Su primo sujetó a Muriel por el otro brazo y ambos la levantaron dulcemente. Prue había hundido la cabeza en el pecho de su madre, sollozando y sujetando fuertemente al osito por el brazo. El peluche miró a Harry con sus ojos de vidrio.
– Bueno, ya puedo caminar sola -dijo Muriel con evidente mal humor.
Ambos la soltaron. Ronnie bajó ruidosamente por la escalera y los demás lo siguieron. El muchacho apagó la luz y abrió la puerta principal de la casa.
Resultaba extraño estar en un Londres nocturno sin farolas. Ahora no había nadie fuera, pero la sombra oscura del refugio se veía al otro lado de la calle, bajo la luz de la luna. Se oía un ruido lejano de artillería antiaérea y de algo más, un zumbido sordo y pesado procedente del sur.

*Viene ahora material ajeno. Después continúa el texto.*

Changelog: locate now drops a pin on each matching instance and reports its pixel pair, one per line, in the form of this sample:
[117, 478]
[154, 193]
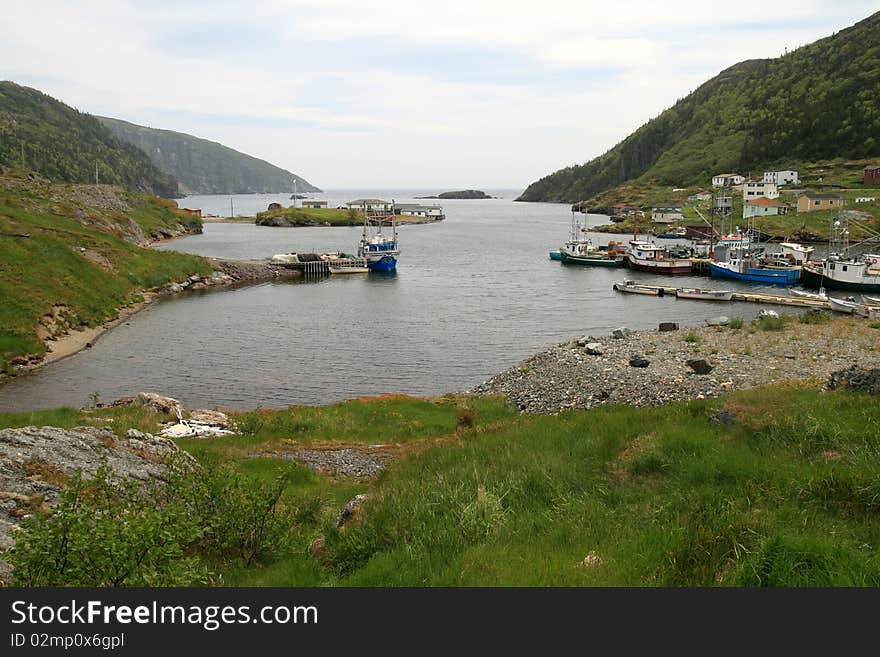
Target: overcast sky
[396, 93]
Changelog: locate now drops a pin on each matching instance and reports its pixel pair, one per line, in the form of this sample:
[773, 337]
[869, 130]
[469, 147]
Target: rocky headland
[648, 368]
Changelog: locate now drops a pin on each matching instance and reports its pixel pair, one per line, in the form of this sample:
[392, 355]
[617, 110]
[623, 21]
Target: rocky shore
[648, 368]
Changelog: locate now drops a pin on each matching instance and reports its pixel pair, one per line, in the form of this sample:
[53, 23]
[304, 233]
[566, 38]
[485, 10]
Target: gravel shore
[567, 376]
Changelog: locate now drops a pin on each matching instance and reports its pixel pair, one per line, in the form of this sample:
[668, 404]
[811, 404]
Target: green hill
[64, 144]
[815, 103]
[206, 167]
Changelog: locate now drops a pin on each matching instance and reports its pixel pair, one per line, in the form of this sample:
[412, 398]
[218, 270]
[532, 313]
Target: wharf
[748, 297]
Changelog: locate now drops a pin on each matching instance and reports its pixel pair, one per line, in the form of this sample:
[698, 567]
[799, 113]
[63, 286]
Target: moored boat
[379, 251]
[632, 287]
[648, 256]
[703, 295]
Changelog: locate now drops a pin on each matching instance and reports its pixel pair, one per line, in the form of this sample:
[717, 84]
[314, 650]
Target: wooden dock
[749, 297]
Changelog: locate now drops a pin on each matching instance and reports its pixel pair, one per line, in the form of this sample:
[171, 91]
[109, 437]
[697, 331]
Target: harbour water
[473, 295]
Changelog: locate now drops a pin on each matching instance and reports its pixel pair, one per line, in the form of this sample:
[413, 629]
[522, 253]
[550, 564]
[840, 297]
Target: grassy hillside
[782, 491]
[814, 103]
[64, 145]
[70, 254]
[206, 167]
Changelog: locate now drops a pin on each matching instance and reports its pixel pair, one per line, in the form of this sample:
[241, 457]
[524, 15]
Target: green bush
[106, 532]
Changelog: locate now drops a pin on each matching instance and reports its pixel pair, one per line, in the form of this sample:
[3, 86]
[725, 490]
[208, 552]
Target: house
[418, 210]
[727, 180]
[786, 177]
[814, 202]
[666, 214]
[754, 188]
[370, 205]
[762, 207]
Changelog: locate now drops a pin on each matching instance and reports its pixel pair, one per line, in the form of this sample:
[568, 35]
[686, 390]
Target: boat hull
[766, 276]
[675, 267]
[813, 279]
[385, 263]
[592, 261]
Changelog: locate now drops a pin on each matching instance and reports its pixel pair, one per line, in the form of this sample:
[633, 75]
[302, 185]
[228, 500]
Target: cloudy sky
[397, 93]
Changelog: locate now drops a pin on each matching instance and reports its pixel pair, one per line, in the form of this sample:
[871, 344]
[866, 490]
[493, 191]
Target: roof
[416, 206]
[766, 202]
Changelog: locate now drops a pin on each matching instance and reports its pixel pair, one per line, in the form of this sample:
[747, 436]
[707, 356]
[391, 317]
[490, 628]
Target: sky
[395, 93]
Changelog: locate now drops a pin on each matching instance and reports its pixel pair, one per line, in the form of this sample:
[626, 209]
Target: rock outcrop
[37, 462]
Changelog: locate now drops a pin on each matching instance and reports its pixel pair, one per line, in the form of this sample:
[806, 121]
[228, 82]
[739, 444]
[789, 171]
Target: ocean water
[473, 295]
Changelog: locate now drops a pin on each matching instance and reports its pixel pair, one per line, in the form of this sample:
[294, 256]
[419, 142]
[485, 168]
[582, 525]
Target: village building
[755, 188]
[419, 210]
[370, 205]
[666, 214]
[815, 202]
[762, 207]
[787, 177]
[727, 180]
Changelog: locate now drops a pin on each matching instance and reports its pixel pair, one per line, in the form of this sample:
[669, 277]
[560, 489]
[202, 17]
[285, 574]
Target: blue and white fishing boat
[379, 250]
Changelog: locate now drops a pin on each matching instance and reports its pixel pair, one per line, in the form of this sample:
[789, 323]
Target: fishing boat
[674, 234]
[848, 306]
[703, 295]
[648, 256]
[580, 250]
[821, 296]
[632, 287]
[839, 271]
[753, 265]
[379, 251]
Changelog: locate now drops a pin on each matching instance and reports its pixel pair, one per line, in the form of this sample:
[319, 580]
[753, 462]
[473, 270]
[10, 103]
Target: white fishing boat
[632, 287]
[703, 295]
[821, 296]
[844, 305]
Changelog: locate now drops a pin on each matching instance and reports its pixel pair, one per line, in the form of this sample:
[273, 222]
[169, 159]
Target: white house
[757, 188]
[762, 207]
[727, 180]
[370, 205]
[666, 215]
[418, 210]
[787, 177]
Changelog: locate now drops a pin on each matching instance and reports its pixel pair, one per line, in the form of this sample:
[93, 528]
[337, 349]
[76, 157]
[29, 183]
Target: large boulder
[157, 403]
[37, 462]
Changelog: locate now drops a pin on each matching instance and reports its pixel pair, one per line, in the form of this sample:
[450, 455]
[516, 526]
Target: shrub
[106, 532]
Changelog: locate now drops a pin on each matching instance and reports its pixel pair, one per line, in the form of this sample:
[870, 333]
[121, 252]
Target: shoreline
[228, 274]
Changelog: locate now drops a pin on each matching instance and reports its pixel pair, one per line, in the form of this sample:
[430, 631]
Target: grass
[786, 495]
[49, 269]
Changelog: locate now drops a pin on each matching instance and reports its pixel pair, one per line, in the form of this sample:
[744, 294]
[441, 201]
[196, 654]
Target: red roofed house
[762, 207]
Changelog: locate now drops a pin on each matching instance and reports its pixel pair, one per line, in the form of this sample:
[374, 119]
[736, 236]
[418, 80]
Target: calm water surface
[473, 295]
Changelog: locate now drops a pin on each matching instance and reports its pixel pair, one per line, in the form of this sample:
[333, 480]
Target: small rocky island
[463, 194]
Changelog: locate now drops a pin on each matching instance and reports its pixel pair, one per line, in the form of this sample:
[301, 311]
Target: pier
[749, 297]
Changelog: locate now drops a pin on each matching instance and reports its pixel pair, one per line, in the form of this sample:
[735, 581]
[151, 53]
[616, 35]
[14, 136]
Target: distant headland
[466, 193]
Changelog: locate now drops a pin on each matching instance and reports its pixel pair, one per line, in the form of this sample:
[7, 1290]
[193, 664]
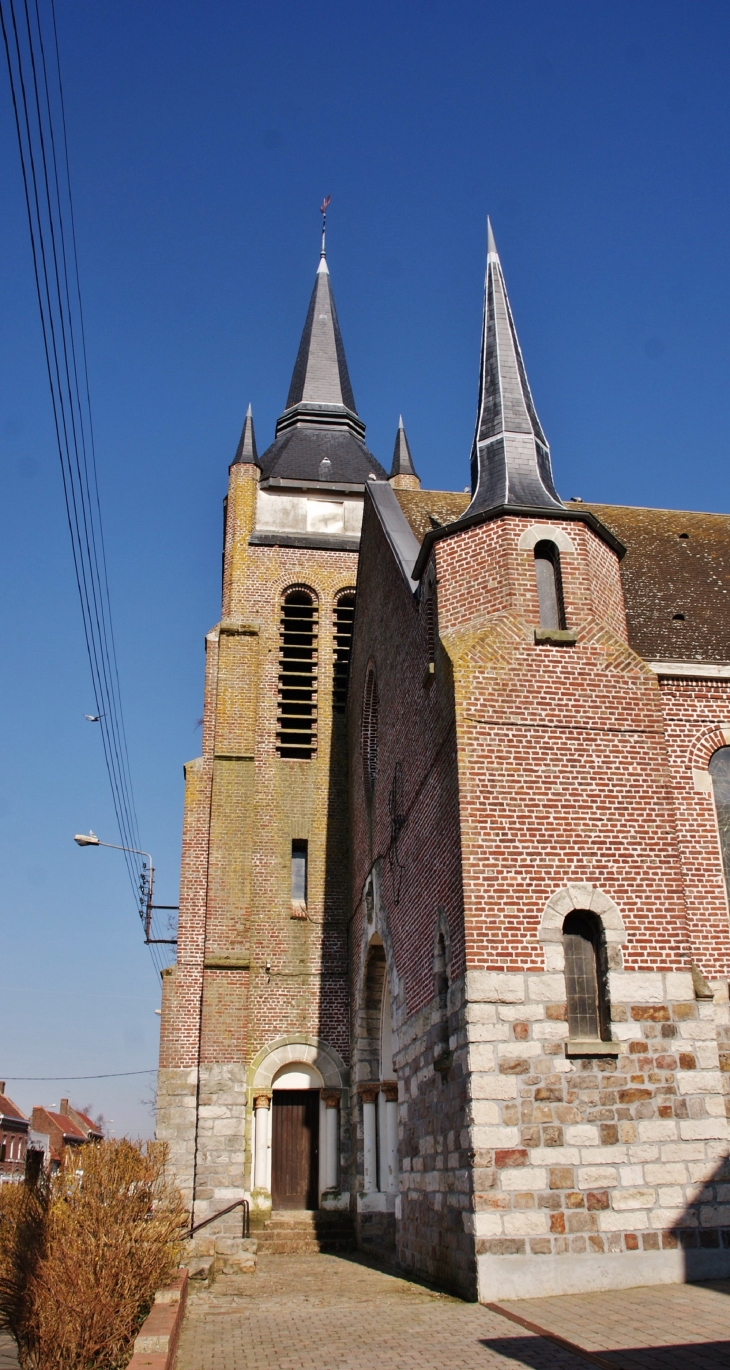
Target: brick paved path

– Mierda -dijo Will-. ¡Vienen hacia aquí! -De repente, se quedó perplejo-. Pero si es a los muelles adonde se dirigen, a los muelles.
– Quizá se hayan perdido. -«O pretenden socavar la moral de los ciudadanos», pensó Harry. Ya no le temblaban las piernas. Tenía que asumir el mando de la situación-. Vamos -añadió-. Crucemos la calle.
Echaron a correr, pero Muriel tenía dificultades por la niña que llevaba en brazos. En mitad de la calle, Will se volvió para ayudarla y resbaló. Se desplomó ruidosamente y soltó un grito. Ronnie, que marchaba en cabeza, se detuvo y se volvió para mirar.
– ¡Levántate, Will! -gritó histéricamente Muriel.